Department of Patient Care and Monitoring, Philips Research, Eindhoven, 5656 AE, The Netherlands.
Department of AI, Data Science & Digital Twin, Philips Research, Eindhoven, 5656 AE, The Netherlands.
Physiol Meas. 2022 Jul 7;43(7). doi: 10.1088/1361-6579/ac5b49.

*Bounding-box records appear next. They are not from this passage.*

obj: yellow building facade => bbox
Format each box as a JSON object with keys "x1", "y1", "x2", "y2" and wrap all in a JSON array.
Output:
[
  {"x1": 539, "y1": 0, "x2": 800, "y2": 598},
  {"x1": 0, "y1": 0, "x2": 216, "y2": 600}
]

. Measuring the respiratory signal from a video based on body motion has been proposed and recently matured in products for contactless health monitoring. The core algorithm for this application is the measurement of tiny chest/abdominal motions induced by respiration (i.e. capturing sub-pixel displacement caused by subtle motion between subsequent video frames), and the fundamental challenge is motion sensitivity. Though prior art reported on the validation with real human subjects, there is no thorough or rigorous benchmark to quantify the sensitivities and boundary conditions of motion-based core respiratory algorithms.. A set-up was designed with a fully-controllable physical phantom to investigate the essence of core algorithms, together with a mathematical model incorporating two motion estimation strategies and three spatial representations, leading to six algorithmic combinations for respiratory signal extraction. Their promises and limitations are discussed and clarified through the phantom benchmark.. With the variation of phantom motion intensity between 0.5 mm and 8 mm, the recommended approach obtains an average precision, recall, coverage and MAE of 88.1%, 91.8%, 95.5% and 2.1 bpm in the day-light condition, and 81.7%, 90.0%, 93.9% and 4.4 bpm in the night condition.. The insights gained in this paper are intended to improve the understanding and applications of camera-based respiration measurement in health monitoring. The limitations of this study stem from the used physical phantom that does not consider human factors like body shape, sleeping posture, respiratory diseases, etc., and the investigated scenario is focused on sleep monitoring, not including scenarios with a sitting or standing patient like in clinical ward and triage.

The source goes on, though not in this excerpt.